# A couple from fest



## wannabe photographer (Sep 24, 2018)




----------



## Jeff15 (Sep 24, 2018)

I like these.......


----------



## Dean_Gretsch (Sep 24, 2018)

Nice framing on number 2.


----------



## zombiesniper (Sep 24, 2018)

Very nice.


----------



## Braineack (Sep 24, 2018)

the perspective on the first two are great.   but not a huge fan of your processing throughout.


----------



## wannabe photographer (Sep 24, 2018)

Braineack said:


> the perspective on the first two are great.   but not a huge fan of your processing throughout.
> 
> what don't you like,it's too much,too contrast?


----------



## smoke665 (Sep 24, 2018)

Nice set overall, but number 2 and 4 stand out for me. IMO processing is a bit like toppings on a sundae, it's matter of personal taste.


----------



## Braineack (Sep 24, 2018)

No, in #1 I don't like the obvious haloing around the riders in the sky.

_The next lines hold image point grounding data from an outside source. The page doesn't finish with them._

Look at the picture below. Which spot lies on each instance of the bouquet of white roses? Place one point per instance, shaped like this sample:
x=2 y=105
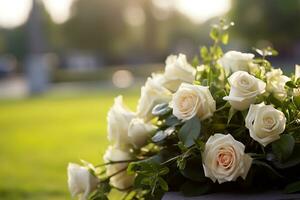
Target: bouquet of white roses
x=231 y=122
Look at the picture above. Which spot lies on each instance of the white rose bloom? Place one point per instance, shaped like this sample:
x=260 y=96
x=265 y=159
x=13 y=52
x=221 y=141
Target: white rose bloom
x=265 y=123
x=121 y=179
x=224 y=159
x=234 y=61
x=244 y=89
x=81 y=181
x=178 y=70
x=152 y=93
x=276 y=82
x=118 y=119
x=139 y=132
x=296 y=91
x=191 y=100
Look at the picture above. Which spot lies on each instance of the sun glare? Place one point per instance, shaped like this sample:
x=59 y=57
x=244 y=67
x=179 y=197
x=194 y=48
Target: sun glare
x=201 y=10
x=59 y=10
x=13 y=13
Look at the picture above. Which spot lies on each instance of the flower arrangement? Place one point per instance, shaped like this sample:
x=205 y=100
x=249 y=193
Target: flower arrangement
x=231 y=122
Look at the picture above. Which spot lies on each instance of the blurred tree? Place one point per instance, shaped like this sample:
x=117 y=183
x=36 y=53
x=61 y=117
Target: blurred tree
x=95 y=24
x=274 y=20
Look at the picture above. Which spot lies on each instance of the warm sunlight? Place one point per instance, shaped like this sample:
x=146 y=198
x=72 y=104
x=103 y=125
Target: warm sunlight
x=59 y=10
x=14 y=12
x=201 y=10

In #1-3, especially 3, there's too much gray.  1-2 look like the mids are too dark, and 3 there's and not a lot of contrast.

in #4, it's just too overdone.  looks like you cranked the sharpness up to 11.












I'd have personally done it more like that above.


----------



## wannabe photographer (Sep 24, 2018)

I really don't now how did i get that halo effect,is this N04 better


----------



## zulu42 (Sep 24, 2018)

Great shots! #2 my favorite - outstanding. I liked the shot to begin with and I also like the braineack edit.


----------



## Braineack (Sep 24, 2018)

yeah, i like that edit better and the removal of the messy background.

I still think #1 is fantastic...


----------



## dxqcanada (Sep 24, 2018)

#2 is what "Street" photography is about.


----------



## Derrel (Sep 24, 2018)

Jeff15 said:


> I like these.......



Yeah, I do too,mostly.


----------



## Jeff G (Sep 25, 2018)

I like this set quite a bit, great detail in #1.  You've made it look like a fun event.


----------



## wannabe photographer (Sep 26, 2018)

Thank you all


----------



## zulu42 (Oct 1, 2018)

#2 nominated photo of the month


----------